This letter is intended to show the appreciation for Gloversville High School vocal professor Maggie Were Savage, and hopefully to give the Gloversville Enlarged School District's Board of Education a reason to more closely evaluate the reasons behind the suggestion to remove her from the high school's education staff.
Savage has 20 years worth of music students who graduated with the knowledge and skills necessary to pursue a career in the music industry. I have performed off-Broadway, been the music supervisor for Sears' product launches and gallery openings for The Fashion Institute of Technology, performed in various performance spaces as a musical theater performer and singer/songwriter throughout Boston and New York City. I personally know of many others living in metropolitan areas around the U.S. who have achieved even more success post-Maggie Were Savage.

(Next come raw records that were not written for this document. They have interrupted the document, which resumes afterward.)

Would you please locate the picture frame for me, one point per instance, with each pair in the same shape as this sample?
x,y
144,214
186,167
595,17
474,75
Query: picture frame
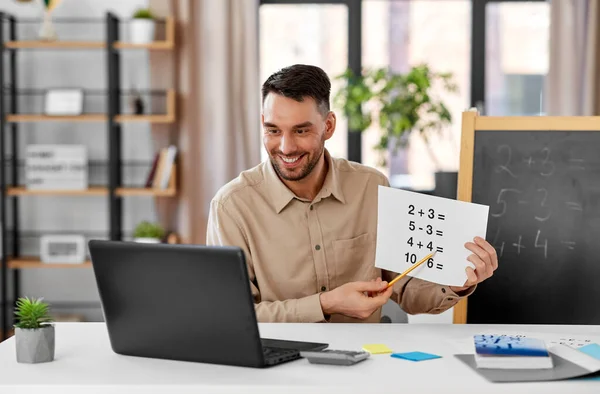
x,y
63,102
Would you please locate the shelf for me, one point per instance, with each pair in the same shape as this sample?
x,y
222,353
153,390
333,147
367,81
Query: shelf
x,y
157,45
144,118
167,44
168,117
11,332
94,191
46,118
33,262
22,191
55,44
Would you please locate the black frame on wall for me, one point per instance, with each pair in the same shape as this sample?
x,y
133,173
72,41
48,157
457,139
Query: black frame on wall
x,y
354,54
478,48
8,106
478,37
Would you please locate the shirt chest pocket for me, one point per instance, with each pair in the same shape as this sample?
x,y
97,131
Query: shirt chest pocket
x,y
354,259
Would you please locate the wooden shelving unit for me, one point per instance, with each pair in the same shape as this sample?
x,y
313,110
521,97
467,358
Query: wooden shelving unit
x,y
168,117
10,119
23,118
34,262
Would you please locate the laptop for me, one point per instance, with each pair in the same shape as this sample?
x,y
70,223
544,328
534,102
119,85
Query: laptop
x,y
184,302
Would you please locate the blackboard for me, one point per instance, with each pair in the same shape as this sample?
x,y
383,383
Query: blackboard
x,y
543,190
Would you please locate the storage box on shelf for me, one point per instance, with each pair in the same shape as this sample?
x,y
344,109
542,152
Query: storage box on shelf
x,y
11,118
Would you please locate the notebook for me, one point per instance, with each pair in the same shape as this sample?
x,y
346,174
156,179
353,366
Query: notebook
x,y
507,352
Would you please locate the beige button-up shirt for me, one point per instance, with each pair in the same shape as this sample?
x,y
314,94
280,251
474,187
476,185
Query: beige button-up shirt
x,y
295,249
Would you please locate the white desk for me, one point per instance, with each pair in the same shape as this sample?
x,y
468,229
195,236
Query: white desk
x,y
85,363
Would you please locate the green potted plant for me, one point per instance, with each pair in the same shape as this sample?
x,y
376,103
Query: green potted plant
x,y
148,232
404,104
142,26
34,333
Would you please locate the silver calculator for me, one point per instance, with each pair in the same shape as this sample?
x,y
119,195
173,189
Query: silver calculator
x,y
335,357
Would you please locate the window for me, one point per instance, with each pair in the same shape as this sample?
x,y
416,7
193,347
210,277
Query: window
x,y
517,57
314,34
403,33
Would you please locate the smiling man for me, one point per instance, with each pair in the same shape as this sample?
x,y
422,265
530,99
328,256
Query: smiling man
x,y
307,222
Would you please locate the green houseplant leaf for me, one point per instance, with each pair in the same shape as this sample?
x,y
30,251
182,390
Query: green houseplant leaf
x,y
31,313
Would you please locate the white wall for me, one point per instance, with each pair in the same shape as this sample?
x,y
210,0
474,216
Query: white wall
x,y
86,69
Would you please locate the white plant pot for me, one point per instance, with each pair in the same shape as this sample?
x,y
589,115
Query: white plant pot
x,y
142,31
35,345
147,240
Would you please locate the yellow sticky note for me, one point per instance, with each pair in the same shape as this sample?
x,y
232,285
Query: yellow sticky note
x,y
377,348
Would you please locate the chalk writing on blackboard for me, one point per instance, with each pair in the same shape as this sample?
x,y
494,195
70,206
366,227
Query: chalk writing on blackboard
x,y
504,167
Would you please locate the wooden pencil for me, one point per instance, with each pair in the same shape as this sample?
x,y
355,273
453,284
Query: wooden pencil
x,y
402,275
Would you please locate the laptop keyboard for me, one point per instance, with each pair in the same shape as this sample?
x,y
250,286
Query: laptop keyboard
x,y
274,355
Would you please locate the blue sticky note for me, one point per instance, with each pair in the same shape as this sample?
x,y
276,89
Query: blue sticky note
x,y
415,356
592,349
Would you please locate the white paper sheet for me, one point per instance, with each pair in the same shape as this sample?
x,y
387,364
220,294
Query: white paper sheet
x,y
466,346
430,224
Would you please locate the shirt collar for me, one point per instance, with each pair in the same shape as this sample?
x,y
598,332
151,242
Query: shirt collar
x,y
281,195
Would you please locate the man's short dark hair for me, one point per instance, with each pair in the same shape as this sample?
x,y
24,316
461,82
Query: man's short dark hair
x,y
300,81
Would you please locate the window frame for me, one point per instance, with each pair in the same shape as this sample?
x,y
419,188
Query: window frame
x,y
354,149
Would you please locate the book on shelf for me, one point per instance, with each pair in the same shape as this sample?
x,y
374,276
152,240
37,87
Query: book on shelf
x,y
508,352
161,171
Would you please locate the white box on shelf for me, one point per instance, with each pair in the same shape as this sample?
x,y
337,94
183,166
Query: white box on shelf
x,y
63,102
56,167
63,249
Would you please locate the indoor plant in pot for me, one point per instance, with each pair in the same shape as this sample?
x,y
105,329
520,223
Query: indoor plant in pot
x,y
34,333
147,232
401,103
142,26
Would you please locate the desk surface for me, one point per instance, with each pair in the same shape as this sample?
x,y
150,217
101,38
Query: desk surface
x,y
85,363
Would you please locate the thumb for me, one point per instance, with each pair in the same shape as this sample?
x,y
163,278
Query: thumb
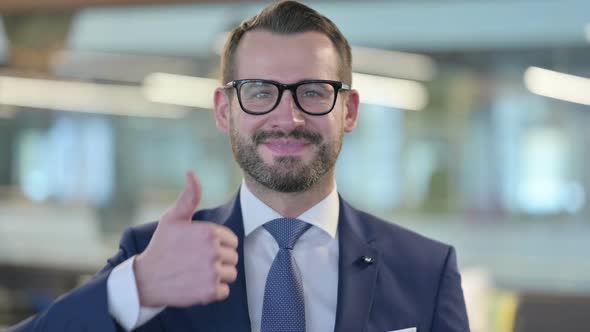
x,y
188,200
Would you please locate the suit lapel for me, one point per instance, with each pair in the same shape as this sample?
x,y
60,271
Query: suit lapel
x,y
232,313
356,275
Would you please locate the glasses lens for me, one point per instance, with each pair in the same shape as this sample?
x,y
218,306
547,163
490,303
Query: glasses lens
x,y
316,97
258,97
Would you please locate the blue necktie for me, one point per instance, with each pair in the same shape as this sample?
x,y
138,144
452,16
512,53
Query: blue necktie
x,y
283,309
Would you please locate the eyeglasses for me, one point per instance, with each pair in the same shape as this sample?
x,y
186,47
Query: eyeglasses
x,y
313,97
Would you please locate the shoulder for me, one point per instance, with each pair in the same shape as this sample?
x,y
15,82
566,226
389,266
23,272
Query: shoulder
x,y
399,245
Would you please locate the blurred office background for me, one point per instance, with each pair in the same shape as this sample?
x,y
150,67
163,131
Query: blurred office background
x,y
473,130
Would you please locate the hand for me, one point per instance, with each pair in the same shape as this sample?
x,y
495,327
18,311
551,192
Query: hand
x,y
186,263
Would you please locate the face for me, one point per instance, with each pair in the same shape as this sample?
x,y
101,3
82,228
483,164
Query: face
x,y
286,150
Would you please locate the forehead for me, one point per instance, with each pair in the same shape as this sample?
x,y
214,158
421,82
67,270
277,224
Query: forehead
x,y
286,58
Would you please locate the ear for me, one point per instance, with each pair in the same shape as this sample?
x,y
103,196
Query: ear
x,y
352,111
222,109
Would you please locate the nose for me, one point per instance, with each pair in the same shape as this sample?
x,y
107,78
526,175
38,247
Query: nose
x,y
287,116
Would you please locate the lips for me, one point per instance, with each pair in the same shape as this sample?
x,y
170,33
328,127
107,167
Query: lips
x,y
286,146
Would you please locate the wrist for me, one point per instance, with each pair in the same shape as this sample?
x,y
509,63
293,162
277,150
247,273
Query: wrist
x,y
142,281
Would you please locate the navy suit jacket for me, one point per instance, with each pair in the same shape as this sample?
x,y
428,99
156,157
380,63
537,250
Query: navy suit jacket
x,y
411,282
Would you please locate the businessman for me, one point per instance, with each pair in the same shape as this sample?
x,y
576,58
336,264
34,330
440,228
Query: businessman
x,y
286,253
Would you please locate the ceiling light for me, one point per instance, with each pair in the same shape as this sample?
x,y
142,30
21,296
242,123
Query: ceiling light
x,y
390,92
80,97
180,90
393,64
558,85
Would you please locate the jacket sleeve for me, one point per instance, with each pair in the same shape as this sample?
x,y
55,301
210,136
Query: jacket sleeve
x,y
450,313
84,308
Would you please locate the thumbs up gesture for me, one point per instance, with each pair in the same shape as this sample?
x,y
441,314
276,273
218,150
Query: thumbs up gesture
x,y
186,263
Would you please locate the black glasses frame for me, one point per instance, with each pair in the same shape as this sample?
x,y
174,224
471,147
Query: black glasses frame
x,y
237,84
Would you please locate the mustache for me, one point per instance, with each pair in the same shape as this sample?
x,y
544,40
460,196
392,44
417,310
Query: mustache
x,y
298,133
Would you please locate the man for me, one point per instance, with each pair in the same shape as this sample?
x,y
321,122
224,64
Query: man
x,y
286,253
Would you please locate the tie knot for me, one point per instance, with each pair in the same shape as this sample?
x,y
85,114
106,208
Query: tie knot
x,y
286,231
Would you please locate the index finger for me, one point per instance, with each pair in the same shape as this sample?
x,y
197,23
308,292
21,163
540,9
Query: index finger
x,y
226,236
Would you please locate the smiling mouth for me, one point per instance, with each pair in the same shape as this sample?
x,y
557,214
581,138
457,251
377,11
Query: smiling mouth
x,y
286,146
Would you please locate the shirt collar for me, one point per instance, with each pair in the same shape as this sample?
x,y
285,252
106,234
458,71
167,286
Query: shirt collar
x,y
255,213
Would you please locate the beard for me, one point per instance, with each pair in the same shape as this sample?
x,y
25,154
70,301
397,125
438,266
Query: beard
x,y
287,174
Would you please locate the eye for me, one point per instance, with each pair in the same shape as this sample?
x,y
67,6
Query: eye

I have freely given my time on multiple occasions to teach master classes to her students at the high school. Anyone with knowledge of the art world knows that colleges pay for experienced professionals to come and give inspiration and useful critiques to the school's students. Savage has such a great relationship with her students from the past 20 years that those working in music are happy to give their time to her students as a way of showing their appreciation for Savage.
I am happy to work with the board and with Savage to continue bringing more professionals in for master classes, but I am afraid the knowledge is only useful to students who have considered careers in music. That begins in high school, as their professor prepares them for auditions to get into college. Maggie has been there. She has been through the process herself of singing for professors at The College of St. Rose. To my knowledge, there is no other professor in the district who has this experience.
In conclusion, Maggie is the link between Gloversville students and the professionals in the music industry she taught during her years instructing students. Gloversville risks falling behind in the production of great musical talents without her the high school.